Spring is a DI framework that’s been around for sometime. It’s aim was to solve the problem of declaring dependencies and instantiating objects. It’s approach was to use XML to do this. The downside to this was that the XML was almost as verbose as writing the code by hand and also validation of it was done at runtime. Spring introduced a number of problems while trying to solve the initial problems of using DI.
In the history of Java DI frameworks, Guice was really the next evolution after Spring. Guice got rid of the XML configuration files and did all of its configuration in Java using annotations such as @Inject and @Provides. Things were starting to look a whole lot better, but there were still some problems. Debugging and tracking down errors with applications built using Guice could be somewhat difficult. Additionally it still did runtime validation of the dependency graphs and also made heavy use of reflection, both of which are fine for server side applications, but can be quite expensive for mobile applications that are launched much more often on devices with much lower performance.
While Guice was a big step forward it really didn’t solve all the problems and its design was also not ideally suited for use on mobile devices. With that in mind a team of developers at a company called Square developed Dagger.
Dagger takes its name from our tree structure of dependencies. Remember more accurately it is a graph of dependencies and in this case the graph is actually a Directed Acyclic Graph or DAG hence the name DAGger. Dagger’s aim was to address some of the concerns of using Guice and especially using Guice on mobile devices.
Dagger took the approach of moving a lot of its workload to compile time rather than runtime and also tried to remove as much reflection from the process as possible, both of which really helped performance when running on mobile applications.  This was done at the slight expense of reducing the feature set offered by the likes of Guice, but for Android apps Dagger was still a step in the right direction. With Dagger we are nearly at a good solution for a DI framework that is suitable for mobile devices, but a team at Google decided that things could still be done a little better and so they created Dagger 2.
Dagger 2 does even more of its work at compile time and also does a better job of removing reflection, finally it also generates code that is even easier to debug than the original version of Dagger. In my opinion there really isn’t a better solution for DI on Android, so if you’re going to use a DI framework, I believe that Dagger 2 really is the easiest to use and debug with, while also having the best performance.

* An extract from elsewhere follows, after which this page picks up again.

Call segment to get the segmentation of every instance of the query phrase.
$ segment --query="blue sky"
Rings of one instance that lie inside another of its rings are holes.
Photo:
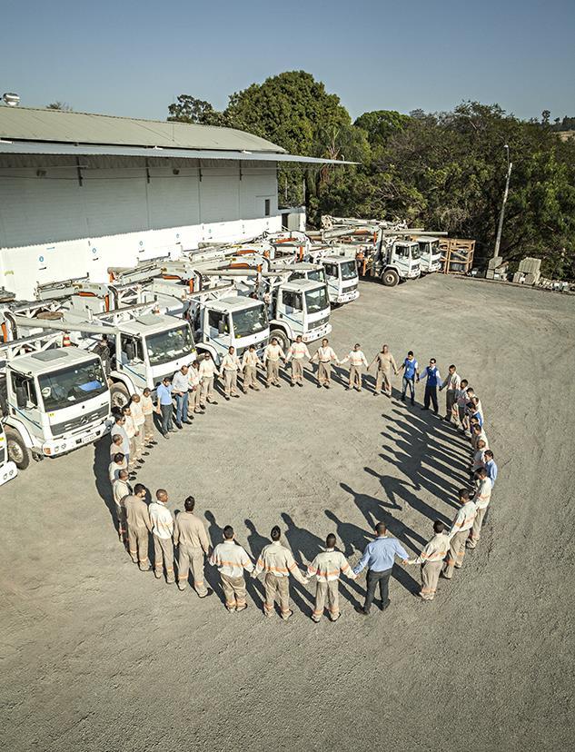
[[[498,103],[575,116],[575,0],[3,0],[0,93],[25,106],[164,119],[178,94],[228,95],[303,69],[367,110]]]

Getting started with DI on Android.

So where do you go from here? Luckily Dagger and Dagger 2 already have a strong following so there are plenty of tutorials and presentation to help you get up to speed.
The main Dagger 2 website can be found here and to get a good overview of Dagger 2 and it features there’s a great presentation by Jake Wharton that you can find here. It covers the basics and then goes on to discuss how Modules and Components work, while also covering the subject of scopes in Dagger 2. Finally to get you firmly on the road to using DI in Android here’s a list of handy tutorials:
Good overview of Dagger 2:
What is Dagger 2 and how to use it:
Scopes in Dagger 2 :
Using Dagger 2 with Espresso and Mockito for testing

  1. Title suggests a thorough explanation, but after some history of DI the actual content is not there… And most of the links don’t work. So, pretty useless article, sorry to say.

  2. The challenges around DI can be tricky to articulate, this article does a great job of putting that in the mobile app dev context – appreciate the effort to write this, I found it a really useful article.

  3. Thanks its very nice explanation of What is DI and why use Framework and then Why Dagger2 as framework.